I’m anxiously awaiting news of a job I’d really-really like, so in the meantime I’m trying to keep my hands busy and my mind occupied as often as possible. Additionally, money is REALLY-REALLY tight around my house these days and I couldn’t see the point in spending $3-4 on a loaf of bread when I have all the makings (ingredients and time!) at my disposal.
And so this brings us to...ANOTHER RECIPE WITH OATMEAL AND SOBA FLOUR! Sorry folks. I know it’s getting excessive. I just always have a LOT of oatmeal around (steel-cut for me and old-fashioned for my beau), and I’ve been working through this jar of soba flour I swear I’ve had 4 years now.
Oatmeal is good for you, homes! The main reason is all that fiber. It helps bind LDL cholesterol in your blood stream (that’s the “bad” cholesterol), removing it from circulation. LDL cholesterol is the kind that sticks to your blood vessels—the first step in the development of heart disease. Heart disease is the number one killer of Americans, so integrating more oatmeal into your diet can only help! Plus fiber helps you feel fuller and keeps things moving through your GI tract. Additionally, oatmeal is a good source of iron and protein, low in sugar and saturated fat. ...Did I mention it’s cheap, too?

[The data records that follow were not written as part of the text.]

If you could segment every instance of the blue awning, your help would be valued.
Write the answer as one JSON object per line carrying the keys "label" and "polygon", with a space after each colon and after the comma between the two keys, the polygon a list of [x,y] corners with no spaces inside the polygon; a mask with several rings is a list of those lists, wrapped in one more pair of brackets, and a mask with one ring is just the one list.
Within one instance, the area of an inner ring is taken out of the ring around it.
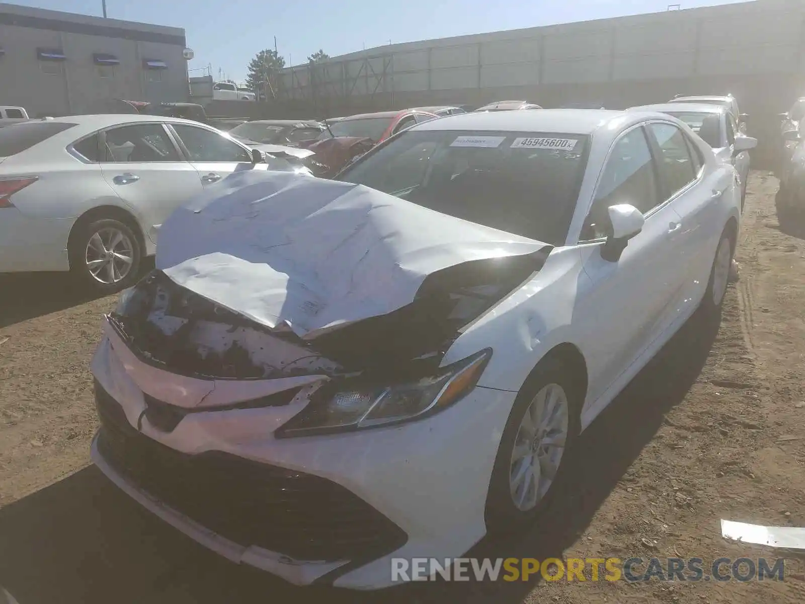
{"label": "blue awning", "polygon": [[67,59],[61,48],[37,48],[36,56],[43,61],[63,61]]}
{"label": "blue awning", "polygon": [[96,52],[93,55],[93,62],[96,65],[119,65],[120,59],[105,52]]}
{"label": "blue awning", "polygon": [[146,69],[167,69],[167,64],[159,59],[144,59],[142,67]]}

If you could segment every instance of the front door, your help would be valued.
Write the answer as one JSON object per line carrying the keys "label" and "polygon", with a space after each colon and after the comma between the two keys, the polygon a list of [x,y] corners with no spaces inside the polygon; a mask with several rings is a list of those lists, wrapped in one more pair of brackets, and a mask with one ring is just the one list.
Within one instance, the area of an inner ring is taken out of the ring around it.
{"label": "front door", "polygon": [[197,172],[159,122],[110,128],[101,132],[101,143],[104,179],[148,226],[146,236],[155,243],[165,219],[201,192]]}
{"label": "front door", "polygon": [[249,149],[217,130],[189,124],[175,123],[171,127],[204,187],[215,184],[233,172],[268,168],[266,163],[252,163]]}
{"label": "front door", "polygon": [[[661,197],[649,140],[642,126],[622,134],[612,148],[582,230],[579,250],[588,288],[579,292],[573,321],[589,338],[589,400],[597,399],[676,316],[683,270],[676,253],[679,214]],[[634,205],[646,217],[620,259],[601,256],[608,208]]]}

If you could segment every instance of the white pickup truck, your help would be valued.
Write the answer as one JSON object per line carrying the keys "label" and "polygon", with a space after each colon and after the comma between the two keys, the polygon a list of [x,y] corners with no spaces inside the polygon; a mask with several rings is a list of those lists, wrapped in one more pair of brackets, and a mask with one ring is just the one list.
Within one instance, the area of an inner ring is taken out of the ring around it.
{"label": "white pickup truck", "polygon": [[213,85],[213,101],[254,101],[255,96],[251,90],[232,82],[216,82]]}
{"label": "white pickup truck", "polygon": [[0,105],[0,128],[19,122],[27,122],[29,119],[28,112],[22,107]]}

This recipe is a variation of the recipe here—I didn’t have fresh buttermilk, so I substituted 8 TBS. buttermilk powder in one cup of water. I also didn’t have bread flour or whole wheat flour, which is where the AP flour, vital wheat gluten and soba flour comes in. Yes, you heard right, vital wheat gluten. It helps pack 7 GRAMS OF PROTEIN into each 1/2 inch slice of this bread.
Buttermilk Oatmeal Soba Bread
1. Proof the yeast and ⅓ cup of warm water. In a separate bowl combine the oats and the boiling water. Let both mixtures sit for about 10 minutes. The yeast will look foamy and creamy.
2. Mix the buttermilk powder with water and add to oat mixture. Add the oil to the oat mixture as well and mix to combine. The buttermilk powder will probably still be a little lumpy, but that’s ok.
3. Combine all flours and sugar in a large bowl. Add the wet ingredients to dry and mix until dough starts to form. Once the dough has begun to come together, turn out onto a floured surface. This is a wet dough and may require more flour. Knead until smooth, about 5 minutes.
4. Turn dough out into a well oiled bowl, turn to coat the dough, and then cover and let rise for about 1 hour, or until doubled.
5. Punch down the dough and cut in half. Take one half, place on a lightly floured surface, and press into a rectangle. Now roll out into a larger rectangle. Fold into thirds, letter-style, then roll up. Pinch the seams closed and place seam side down into your prepped loaf pan. Repeat with other half of the dough.
6. Lightly brush with water and sprinkle a few additional oats onto the dough. Let rise in a warm place for an additional 30-60 minutes.
7. Bake in a preheated 375 degree oven for 30-40 minutes, or until the crust is browned and the internal temp reaches 190-200 degrees.